17 Aralık 2014 Çarşamba

Dağınıklık Üzerine


Dağınık bir oda benimle özdeşleşmiş bir şeydi her zaman. İnsanlar hep toplamamı söylediler, bense hep toplayıp sonrasında dağıttım. Bir de Einstein'a atfedilen bir söz var "İnsanlar dağınık bir masanın dağınık bir aklın yansıması olduğunu söylüyorlar, o zaman boş bir masa neyin göstergesidir?" şeklinde. Marco Polo dizisini izlerken fark ettim, Incognito kitabında okuduğum bir kaç şeyle birleştirdim -sanırım ilginç şeyleri toplatıp birleştirmek benim alanım- ve aslında düzenli masadan bahsedenlerin haklı olduklarını kabul etmeliyim. Aklım şu karmaşık odadaki gözüme çarpan her şeyin herini aklında tutmaya çabalıyor. Hangi kitap nerde, hangi kablo nereye uzanıyor, hangi çamaşır neden orda, yatağın üzerine neleri attım.... Birisi bir şeyin yerini sorduğunda uzanıp onu buluyorum. Bu dağınıklığın bir düzeni var ve bu düzenin bedeli benim aklımda tutulması gereken daha karmaşık çeteleler oluyor. Sanırım insan kitaplarının olduğu odada çalışmamalı veya uyumamalı. Çalıştığı odada hobilerini bulundurmamalı veya nereye koyacağını bilmediği eşyalarını yattığı odadaki gardrobun üzerine istiflememeli. Sakin bir zihin için daha az şeyle meşgul olmalı. 

Bir ara kafaya takmıştım, yeni bir hayata başlamam gerekirse günün birinde, üzerime giydiğim her giysinden en fazla üç parça almalıyım diye. En fazla üç pantolon, üç tişört, üç çorap... Bu sistem aslında ne giyeceğim, hangisi temiz, nereye gidersem ne lazım sorularını bir anda basitleştiriyor gibi görünüyor. Yine Einstein için söylenir değil mi, aynı takım elbiseden beş tane almak gibi ilginç bir hareketi varmış. Kafasını boş işlere takmaktan bıkmış sanırım. İşe gidebileceğim 5 yol varsa bugün hangisinden gitmek gerektiğini neden düşüneyim. Otomatik pilotta gitmek ve giderken daha önemli olduğunu düşündüğün şeylere odaklanmak daha manalı. 

Öte yandan başka bir sıkıntı var bu mantıkta. Neden hep bir şeyleri önemseyip ön plana çıkarıyoruz?
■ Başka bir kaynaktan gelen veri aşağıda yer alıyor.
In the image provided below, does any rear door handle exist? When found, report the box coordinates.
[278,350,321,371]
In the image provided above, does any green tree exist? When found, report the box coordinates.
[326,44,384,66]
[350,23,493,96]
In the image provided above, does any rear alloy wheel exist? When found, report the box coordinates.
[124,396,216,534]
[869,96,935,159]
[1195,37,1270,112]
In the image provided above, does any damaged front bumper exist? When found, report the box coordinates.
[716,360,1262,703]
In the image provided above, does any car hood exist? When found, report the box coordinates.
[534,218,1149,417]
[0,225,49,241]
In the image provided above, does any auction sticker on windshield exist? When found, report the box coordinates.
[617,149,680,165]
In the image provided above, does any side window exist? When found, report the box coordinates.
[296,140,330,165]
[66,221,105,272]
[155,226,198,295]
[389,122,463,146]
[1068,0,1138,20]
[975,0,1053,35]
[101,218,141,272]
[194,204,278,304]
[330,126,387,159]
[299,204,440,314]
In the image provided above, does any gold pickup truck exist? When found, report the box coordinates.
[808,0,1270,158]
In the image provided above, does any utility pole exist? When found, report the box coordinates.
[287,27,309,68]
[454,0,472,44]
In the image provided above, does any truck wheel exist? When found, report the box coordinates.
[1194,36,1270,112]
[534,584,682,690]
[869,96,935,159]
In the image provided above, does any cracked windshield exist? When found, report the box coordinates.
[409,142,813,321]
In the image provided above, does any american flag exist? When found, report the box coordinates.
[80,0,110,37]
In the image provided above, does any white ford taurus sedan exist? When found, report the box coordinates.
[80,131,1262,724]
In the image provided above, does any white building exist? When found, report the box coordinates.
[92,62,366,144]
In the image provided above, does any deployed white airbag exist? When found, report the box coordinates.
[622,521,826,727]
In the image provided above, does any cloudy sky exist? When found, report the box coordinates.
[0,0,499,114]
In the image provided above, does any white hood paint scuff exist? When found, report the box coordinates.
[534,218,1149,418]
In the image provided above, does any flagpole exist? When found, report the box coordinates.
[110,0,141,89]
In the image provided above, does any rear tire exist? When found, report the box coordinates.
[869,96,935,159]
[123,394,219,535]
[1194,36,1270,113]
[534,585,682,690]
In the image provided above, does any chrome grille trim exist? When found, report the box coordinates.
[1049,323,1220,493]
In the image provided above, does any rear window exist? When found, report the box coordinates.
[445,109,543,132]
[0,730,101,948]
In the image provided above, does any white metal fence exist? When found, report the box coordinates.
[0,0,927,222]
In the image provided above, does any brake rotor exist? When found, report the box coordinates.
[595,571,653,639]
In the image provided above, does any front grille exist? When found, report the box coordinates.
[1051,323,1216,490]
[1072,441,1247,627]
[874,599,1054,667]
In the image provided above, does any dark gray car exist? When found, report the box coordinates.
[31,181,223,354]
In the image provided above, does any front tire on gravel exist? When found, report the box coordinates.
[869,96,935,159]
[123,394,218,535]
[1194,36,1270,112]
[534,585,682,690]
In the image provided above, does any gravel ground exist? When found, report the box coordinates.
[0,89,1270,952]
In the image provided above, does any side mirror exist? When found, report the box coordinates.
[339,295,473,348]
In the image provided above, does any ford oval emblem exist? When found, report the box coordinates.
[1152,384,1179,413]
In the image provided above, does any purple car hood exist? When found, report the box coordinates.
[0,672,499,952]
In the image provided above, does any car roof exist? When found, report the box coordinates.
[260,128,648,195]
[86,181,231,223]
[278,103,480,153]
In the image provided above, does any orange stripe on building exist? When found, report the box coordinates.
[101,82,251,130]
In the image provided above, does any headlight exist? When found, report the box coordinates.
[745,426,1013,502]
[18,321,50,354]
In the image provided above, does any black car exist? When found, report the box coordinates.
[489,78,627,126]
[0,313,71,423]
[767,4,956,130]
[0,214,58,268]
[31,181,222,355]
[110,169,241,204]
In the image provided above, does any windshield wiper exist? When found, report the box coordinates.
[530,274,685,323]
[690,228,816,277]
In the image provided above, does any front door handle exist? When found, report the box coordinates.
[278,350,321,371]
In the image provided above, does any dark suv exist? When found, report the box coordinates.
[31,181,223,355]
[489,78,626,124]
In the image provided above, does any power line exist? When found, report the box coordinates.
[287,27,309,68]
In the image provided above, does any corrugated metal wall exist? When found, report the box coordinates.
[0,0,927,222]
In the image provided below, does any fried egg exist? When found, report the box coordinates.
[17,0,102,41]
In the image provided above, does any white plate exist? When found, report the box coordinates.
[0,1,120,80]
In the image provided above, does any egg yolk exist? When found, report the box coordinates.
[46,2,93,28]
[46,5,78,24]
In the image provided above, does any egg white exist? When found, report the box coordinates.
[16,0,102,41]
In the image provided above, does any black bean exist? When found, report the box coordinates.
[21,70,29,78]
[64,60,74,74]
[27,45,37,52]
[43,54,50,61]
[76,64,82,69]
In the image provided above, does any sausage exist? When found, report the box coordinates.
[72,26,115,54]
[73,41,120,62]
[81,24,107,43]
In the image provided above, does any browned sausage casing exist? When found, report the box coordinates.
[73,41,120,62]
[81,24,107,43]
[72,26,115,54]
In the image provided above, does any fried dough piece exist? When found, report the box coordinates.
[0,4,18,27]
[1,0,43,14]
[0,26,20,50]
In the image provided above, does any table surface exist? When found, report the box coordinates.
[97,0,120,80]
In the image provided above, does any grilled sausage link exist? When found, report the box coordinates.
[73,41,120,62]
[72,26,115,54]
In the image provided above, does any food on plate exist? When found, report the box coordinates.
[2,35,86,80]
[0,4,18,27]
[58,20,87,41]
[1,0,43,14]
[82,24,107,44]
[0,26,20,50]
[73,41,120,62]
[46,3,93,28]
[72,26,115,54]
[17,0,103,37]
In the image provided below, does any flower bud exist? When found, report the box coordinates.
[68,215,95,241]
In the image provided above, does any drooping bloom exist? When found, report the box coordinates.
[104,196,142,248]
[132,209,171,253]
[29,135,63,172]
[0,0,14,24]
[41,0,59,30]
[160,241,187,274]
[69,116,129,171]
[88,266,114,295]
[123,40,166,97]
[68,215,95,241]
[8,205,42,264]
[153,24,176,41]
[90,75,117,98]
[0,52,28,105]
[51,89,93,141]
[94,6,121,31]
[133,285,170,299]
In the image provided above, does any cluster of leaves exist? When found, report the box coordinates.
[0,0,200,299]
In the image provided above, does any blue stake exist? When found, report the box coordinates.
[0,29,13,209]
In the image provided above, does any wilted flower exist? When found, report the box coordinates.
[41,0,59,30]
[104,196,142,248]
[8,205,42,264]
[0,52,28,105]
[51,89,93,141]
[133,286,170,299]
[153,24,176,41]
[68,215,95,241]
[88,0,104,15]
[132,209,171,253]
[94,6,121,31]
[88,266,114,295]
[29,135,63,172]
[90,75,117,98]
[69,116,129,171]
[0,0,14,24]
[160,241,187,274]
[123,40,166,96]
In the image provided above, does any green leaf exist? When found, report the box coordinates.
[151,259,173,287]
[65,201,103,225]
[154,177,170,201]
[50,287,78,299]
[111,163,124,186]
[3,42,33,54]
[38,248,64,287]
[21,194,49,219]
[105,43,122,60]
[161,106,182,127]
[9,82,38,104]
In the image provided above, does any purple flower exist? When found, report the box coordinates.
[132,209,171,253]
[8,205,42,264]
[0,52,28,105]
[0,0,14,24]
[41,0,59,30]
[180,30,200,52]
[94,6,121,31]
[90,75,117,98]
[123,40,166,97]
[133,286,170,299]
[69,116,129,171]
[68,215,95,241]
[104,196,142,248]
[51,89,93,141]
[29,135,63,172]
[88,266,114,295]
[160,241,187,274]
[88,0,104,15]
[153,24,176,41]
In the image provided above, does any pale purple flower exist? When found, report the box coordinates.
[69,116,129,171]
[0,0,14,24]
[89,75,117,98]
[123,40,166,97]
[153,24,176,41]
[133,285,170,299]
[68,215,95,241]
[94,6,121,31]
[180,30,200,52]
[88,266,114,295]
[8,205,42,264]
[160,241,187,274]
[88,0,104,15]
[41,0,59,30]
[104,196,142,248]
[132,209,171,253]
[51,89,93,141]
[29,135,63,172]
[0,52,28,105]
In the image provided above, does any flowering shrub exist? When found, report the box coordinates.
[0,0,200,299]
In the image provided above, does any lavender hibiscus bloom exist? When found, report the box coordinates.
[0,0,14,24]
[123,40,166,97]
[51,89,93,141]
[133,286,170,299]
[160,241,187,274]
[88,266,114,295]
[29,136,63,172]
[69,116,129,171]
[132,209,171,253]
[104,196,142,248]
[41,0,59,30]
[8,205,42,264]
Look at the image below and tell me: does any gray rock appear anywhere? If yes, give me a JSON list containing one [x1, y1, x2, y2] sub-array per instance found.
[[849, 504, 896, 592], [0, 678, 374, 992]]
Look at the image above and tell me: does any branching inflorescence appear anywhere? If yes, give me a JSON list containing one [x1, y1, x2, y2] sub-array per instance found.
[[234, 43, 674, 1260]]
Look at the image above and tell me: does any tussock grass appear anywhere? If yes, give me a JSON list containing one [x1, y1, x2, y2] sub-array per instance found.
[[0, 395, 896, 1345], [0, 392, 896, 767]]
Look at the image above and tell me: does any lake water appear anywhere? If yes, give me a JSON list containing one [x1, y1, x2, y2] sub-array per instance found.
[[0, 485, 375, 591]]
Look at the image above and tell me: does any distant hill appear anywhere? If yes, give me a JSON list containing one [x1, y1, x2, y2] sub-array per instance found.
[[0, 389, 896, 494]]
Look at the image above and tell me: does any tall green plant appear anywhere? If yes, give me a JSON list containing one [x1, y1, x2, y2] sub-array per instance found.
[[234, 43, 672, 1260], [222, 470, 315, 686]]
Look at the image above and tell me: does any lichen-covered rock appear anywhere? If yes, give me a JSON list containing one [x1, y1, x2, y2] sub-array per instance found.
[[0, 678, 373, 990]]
Olduğu gibi olsa ya her şey. giderken gitmeyi düşünse insan, gelirken gelmeyi. Ne işi, ne parayı, ne geçmişi ne de geleceği... Tüm düşünceler aslında kaygıdan kaynaklanıyor ve aslında düşünmek ne kaygıyı azaltıyor ne de işe yarıyor. Belki olabilecek binlerce olasılıktan birkaçını düşündüğümüz için kendimizi geleceğe daha hazır hissediyor olabiliriz o kadar. Kim geleceğe hazır olabilir ki? Kendimize güvenmemenin bir etkisi mi bu? Sakin bir kafa ile sevdiğimiz şeyler üzerine uzmanlaşıp kendimizi oluşabilecek her olasılığa karşı güvende hissetme yalanının dışına çıkıp, ne gelirse hayırlıdır diyerek geleceksiz yaşamanın yollarını bulmak lazım belki de. Boş bir masa, aklımı dinlendirip, içimdeki sürekli ertelediğim "burayı bir ara toplamalıyım" düşüncesini yok etmenin bir yolu. Masayı yeniden dağıtmamak da sanırım otomatik pilotta yaşamamanın bir sonucu olur, bir şeyler yaparken başka şeyler düşünmeye başladığında aslında çevrende olup bitene ilgini kaybediyorsun. Bir Zen öğrencisi olsaydım hocamdan sürekli dayak yerdim sanırım. 

Sanırım bu hayatta hiç bir şey kesin değil, kesinlik arayışı işi daha da kötüleştirmekten başka bir şeye yaramıyor. Aklını rahatlatmanın bir yolunu bulmalı insan, bunun yolu dağınıklıksa bırak dağınık kalsın. Bunun yolu toplamaksa topla gitsin. Bazen bazı şeylerin toplanmaması gerekir, çünkü sizden toplamanızı isteyen insanlar başta sizin ruhunuzu dağıtmış insanlardır. Ruhu dağınık biri neyi toplayabilir? Bırak ruhunu dağıtanlar, ortalığın dağınık kalması ile ilgilensinler. Sen ruhunu topla önce.